In [1]:
# To ensure Chinese characters are displayed correctly
options(encoding = "UTF-8")
Sys.setlocale("LC_CTYPE", "en_US.UTF-8")

# Rule on names

  * [Rules](https://hyp.is/QQ4DmGflEe6G8SsIYP70Gg/tpemartin.github.io/NTPU-R-for-Data-Science-EN/r-basics.html):  
    * starts only with LETTERS (`a` to `z`, `A` to `Z`) or dot (`.`)  
    * non-starting place can have LETTERS, numbers (`0` to `9`), dot (`.`), or underline (`_`)

  * [Common styles](https://hyp.is/qUJrrGflEe67khOW7wxCXw/tpemartin.github.io/NTPU-R-for-Data-Science-EN/r-basics.html)

# Progress storage

During the research process, you will need to save your progress and come back the next data to pick up where you left off. This is a good practice to avoid losing your work. In this section, we will learn how to save and load data in R.

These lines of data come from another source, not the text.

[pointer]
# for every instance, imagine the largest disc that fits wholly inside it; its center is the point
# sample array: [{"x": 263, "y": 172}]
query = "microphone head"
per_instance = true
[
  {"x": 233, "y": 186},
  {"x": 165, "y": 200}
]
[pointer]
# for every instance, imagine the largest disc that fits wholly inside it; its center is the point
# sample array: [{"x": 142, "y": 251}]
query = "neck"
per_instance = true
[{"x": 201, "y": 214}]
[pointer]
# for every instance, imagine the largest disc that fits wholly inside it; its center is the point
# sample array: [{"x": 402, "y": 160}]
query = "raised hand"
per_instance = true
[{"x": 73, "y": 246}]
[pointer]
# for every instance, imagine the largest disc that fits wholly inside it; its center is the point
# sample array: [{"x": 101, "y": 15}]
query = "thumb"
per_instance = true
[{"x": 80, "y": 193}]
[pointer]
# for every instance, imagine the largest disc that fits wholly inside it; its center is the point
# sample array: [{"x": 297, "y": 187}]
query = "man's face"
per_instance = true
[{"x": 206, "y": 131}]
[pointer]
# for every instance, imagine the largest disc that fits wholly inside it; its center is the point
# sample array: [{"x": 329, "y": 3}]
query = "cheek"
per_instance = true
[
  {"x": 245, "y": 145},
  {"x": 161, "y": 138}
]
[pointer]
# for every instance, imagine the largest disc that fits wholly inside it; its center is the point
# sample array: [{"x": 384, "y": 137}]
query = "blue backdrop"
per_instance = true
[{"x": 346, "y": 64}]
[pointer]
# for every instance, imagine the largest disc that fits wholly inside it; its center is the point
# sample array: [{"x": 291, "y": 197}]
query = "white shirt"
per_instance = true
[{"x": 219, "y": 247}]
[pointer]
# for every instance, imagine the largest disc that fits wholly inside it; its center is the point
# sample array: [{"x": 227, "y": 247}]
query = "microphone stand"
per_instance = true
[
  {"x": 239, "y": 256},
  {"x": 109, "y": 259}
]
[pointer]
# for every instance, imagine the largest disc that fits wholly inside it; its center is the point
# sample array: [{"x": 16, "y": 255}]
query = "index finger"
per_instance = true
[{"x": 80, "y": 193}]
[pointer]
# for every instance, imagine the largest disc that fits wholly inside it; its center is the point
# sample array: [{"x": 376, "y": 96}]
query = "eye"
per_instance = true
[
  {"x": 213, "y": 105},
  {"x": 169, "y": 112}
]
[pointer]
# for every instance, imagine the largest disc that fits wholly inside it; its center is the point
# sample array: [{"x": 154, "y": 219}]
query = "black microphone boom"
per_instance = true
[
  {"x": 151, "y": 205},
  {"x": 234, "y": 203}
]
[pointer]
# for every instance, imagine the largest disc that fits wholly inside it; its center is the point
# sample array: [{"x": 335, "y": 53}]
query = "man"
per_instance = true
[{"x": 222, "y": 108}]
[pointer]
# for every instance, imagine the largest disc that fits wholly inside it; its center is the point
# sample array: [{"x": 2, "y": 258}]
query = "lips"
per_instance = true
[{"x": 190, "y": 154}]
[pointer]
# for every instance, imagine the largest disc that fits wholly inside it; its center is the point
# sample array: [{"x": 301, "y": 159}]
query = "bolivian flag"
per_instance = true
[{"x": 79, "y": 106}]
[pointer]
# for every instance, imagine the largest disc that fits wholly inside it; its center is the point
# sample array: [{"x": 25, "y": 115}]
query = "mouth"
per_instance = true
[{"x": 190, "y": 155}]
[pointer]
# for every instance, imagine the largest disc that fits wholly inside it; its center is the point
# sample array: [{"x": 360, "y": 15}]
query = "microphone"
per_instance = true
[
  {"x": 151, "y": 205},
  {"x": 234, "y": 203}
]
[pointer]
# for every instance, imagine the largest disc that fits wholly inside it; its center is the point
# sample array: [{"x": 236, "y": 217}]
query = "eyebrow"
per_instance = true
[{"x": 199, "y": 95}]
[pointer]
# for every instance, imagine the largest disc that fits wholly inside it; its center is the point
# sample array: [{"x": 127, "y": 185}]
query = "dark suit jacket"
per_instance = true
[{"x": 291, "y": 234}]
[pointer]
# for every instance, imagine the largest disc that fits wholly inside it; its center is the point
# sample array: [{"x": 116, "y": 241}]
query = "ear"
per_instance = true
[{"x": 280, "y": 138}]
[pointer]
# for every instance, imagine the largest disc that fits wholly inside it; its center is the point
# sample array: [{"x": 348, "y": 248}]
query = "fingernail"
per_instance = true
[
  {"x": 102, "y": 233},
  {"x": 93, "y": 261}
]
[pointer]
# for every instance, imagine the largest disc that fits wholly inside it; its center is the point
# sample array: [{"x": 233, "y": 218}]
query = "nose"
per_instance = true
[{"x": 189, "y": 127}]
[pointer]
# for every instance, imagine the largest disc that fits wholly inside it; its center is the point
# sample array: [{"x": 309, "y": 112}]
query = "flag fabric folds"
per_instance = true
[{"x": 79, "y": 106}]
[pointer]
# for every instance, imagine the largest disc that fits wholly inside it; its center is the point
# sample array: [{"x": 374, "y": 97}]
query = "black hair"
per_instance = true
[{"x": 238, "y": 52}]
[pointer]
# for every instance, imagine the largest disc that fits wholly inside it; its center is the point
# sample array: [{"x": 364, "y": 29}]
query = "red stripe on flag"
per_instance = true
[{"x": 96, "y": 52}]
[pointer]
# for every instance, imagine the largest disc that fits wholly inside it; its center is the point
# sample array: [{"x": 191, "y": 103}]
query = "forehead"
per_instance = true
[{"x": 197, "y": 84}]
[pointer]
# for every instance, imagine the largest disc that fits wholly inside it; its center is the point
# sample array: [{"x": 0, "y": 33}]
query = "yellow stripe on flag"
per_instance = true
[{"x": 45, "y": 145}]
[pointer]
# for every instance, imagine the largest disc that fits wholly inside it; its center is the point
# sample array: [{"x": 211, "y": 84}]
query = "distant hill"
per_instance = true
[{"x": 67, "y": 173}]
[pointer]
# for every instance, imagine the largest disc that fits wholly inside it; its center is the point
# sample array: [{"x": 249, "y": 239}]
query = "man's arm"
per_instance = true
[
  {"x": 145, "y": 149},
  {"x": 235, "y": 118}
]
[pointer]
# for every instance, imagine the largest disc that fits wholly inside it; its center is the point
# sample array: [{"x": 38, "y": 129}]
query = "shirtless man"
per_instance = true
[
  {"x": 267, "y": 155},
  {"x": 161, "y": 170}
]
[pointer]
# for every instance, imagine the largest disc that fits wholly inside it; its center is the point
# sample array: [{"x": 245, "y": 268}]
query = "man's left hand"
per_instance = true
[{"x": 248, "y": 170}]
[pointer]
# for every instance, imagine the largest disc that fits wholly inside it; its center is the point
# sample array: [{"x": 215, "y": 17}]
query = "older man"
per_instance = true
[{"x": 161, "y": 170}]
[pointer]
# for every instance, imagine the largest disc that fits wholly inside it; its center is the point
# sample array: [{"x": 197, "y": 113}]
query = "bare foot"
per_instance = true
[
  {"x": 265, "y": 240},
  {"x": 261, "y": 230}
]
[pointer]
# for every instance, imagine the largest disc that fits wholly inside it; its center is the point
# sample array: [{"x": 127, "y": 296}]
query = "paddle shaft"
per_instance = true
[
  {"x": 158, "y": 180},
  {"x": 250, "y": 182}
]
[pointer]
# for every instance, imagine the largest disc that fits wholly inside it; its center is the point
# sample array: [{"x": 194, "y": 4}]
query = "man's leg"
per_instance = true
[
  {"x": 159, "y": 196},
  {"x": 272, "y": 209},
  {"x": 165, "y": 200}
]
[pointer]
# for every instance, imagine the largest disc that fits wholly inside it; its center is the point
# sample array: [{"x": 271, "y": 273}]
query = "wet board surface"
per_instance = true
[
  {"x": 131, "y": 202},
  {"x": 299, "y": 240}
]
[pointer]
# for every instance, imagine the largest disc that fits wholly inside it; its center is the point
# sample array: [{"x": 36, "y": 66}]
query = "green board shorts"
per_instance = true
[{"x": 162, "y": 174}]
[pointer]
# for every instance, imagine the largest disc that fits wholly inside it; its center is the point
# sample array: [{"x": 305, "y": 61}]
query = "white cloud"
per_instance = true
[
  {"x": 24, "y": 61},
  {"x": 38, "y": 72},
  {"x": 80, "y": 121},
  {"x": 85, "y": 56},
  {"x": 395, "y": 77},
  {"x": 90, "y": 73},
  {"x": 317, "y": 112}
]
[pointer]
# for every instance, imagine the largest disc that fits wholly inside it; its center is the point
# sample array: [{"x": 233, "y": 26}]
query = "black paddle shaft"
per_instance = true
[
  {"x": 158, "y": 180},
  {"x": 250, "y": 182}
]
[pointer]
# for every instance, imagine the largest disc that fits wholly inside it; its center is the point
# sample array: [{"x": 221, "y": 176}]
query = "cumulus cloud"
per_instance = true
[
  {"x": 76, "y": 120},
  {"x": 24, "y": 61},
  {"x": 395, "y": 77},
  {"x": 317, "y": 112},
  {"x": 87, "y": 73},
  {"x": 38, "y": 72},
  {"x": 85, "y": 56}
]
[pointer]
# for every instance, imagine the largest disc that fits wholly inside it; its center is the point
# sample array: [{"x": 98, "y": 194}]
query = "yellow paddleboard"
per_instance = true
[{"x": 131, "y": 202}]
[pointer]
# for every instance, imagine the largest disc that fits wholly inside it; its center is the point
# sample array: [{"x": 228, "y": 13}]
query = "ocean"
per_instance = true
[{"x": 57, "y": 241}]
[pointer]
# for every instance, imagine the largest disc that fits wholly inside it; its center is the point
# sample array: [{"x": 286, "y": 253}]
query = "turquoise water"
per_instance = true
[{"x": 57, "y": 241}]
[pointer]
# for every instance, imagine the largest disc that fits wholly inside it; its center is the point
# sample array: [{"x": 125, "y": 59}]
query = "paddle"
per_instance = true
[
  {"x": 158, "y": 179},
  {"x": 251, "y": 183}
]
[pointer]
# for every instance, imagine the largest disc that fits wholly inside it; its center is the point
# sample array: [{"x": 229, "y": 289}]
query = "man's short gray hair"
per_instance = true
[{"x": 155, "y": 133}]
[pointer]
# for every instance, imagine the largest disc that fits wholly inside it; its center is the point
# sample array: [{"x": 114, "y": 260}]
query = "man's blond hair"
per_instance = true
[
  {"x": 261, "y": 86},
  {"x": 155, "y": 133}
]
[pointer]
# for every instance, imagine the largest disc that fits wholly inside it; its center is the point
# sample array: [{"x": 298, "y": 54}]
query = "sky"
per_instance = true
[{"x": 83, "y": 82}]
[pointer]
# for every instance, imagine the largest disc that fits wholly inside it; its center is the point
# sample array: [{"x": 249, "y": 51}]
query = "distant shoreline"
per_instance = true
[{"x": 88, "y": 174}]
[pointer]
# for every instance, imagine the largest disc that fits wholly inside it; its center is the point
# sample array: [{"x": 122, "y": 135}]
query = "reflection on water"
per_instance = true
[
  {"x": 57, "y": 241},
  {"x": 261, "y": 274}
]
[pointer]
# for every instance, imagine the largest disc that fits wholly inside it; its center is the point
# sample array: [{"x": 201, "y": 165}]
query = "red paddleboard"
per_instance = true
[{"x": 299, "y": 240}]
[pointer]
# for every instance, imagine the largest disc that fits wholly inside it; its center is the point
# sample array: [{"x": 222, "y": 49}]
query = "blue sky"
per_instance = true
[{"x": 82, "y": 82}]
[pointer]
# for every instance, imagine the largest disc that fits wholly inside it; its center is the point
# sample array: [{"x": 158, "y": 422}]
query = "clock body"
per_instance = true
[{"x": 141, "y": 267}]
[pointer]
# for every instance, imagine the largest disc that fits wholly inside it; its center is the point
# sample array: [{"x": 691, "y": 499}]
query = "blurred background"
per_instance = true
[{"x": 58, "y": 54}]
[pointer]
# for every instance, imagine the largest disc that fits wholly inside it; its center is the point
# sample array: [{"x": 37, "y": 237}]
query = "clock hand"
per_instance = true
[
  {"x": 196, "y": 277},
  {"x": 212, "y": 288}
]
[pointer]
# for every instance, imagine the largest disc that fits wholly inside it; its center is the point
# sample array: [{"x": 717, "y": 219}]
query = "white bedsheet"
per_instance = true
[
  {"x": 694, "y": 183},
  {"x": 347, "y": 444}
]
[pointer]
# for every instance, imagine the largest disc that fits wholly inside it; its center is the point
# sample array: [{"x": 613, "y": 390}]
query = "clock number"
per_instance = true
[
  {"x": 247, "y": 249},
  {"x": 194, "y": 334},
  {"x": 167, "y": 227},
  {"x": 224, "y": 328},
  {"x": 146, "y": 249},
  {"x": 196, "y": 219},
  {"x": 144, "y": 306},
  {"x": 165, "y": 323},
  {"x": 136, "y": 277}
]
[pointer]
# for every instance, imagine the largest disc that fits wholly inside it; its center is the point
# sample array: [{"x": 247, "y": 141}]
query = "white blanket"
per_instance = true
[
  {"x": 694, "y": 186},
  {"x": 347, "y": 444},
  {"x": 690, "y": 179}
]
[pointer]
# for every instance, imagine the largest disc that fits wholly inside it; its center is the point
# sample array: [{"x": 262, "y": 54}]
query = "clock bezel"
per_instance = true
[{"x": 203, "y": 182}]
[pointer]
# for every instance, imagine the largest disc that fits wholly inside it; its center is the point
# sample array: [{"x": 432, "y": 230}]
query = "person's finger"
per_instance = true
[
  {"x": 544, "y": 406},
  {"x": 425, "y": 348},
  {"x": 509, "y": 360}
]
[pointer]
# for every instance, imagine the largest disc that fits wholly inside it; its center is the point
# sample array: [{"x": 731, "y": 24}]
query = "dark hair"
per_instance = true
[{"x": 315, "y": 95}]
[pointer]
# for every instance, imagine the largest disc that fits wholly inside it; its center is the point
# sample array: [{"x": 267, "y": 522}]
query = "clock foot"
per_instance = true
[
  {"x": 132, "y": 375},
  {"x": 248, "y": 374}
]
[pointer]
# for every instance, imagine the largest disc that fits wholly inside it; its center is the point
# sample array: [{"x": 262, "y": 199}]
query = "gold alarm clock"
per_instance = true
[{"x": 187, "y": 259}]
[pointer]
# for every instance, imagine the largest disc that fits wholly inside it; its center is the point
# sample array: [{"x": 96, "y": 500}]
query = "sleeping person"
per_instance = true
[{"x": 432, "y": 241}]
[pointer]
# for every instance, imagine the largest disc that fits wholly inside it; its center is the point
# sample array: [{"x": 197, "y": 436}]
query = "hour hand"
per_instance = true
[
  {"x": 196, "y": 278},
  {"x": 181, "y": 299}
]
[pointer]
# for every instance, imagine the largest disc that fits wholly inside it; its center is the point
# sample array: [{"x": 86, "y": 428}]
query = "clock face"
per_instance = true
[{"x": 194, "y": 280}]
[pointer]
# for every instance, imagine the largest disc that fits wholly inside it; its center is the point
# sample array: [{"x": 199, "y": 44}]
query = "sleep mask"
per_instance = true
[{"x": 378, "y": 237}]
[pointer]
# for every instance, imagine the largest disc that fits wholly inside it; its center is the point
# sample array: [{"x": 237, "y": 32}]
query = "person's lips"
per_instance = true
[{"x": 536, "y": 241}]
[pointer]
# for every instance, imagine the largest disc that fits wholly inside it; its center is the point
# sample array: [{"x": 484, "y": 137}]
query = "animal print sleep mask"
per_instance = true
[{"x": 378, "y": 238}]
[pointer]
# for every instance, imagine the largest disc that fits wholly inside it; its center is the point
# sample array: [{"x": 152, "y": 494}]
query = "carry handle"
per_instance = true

  - Download `international_flights.json` from [here](https://classroom.google.com/c/NTg5NjUwNjM0MjA4/m/NjMwNDMyNzc5MDgz/details) and
  - Put it in the `data` folder of your project folder

In [5]:
data1 <- list(
            file = "data/international_flights.json",
            meta = list(
                name = "國際航空定期時刻表",
                source_link = "https://data.gov.tw/dataset/161167")
            )

flights <- list(
    data = list(data1)
)

- we will constantly save our research progress under `flights` list.  
- when we want to save our progress, run:

In [6]:
saveRDS(flights, "data/flights.rds")

- if you turn off your computer and want to come back the next day, run:

In [7]:
flights = readRDS("data/flights.rds")

# Exercise: understand your data

- what's the name of the dataset? where is it from? 

# Import data

In [9]:
# Read JSON file

filepath = flights$data[[1]]$file
flightsData <- jsonlite::fromJSON(filepath)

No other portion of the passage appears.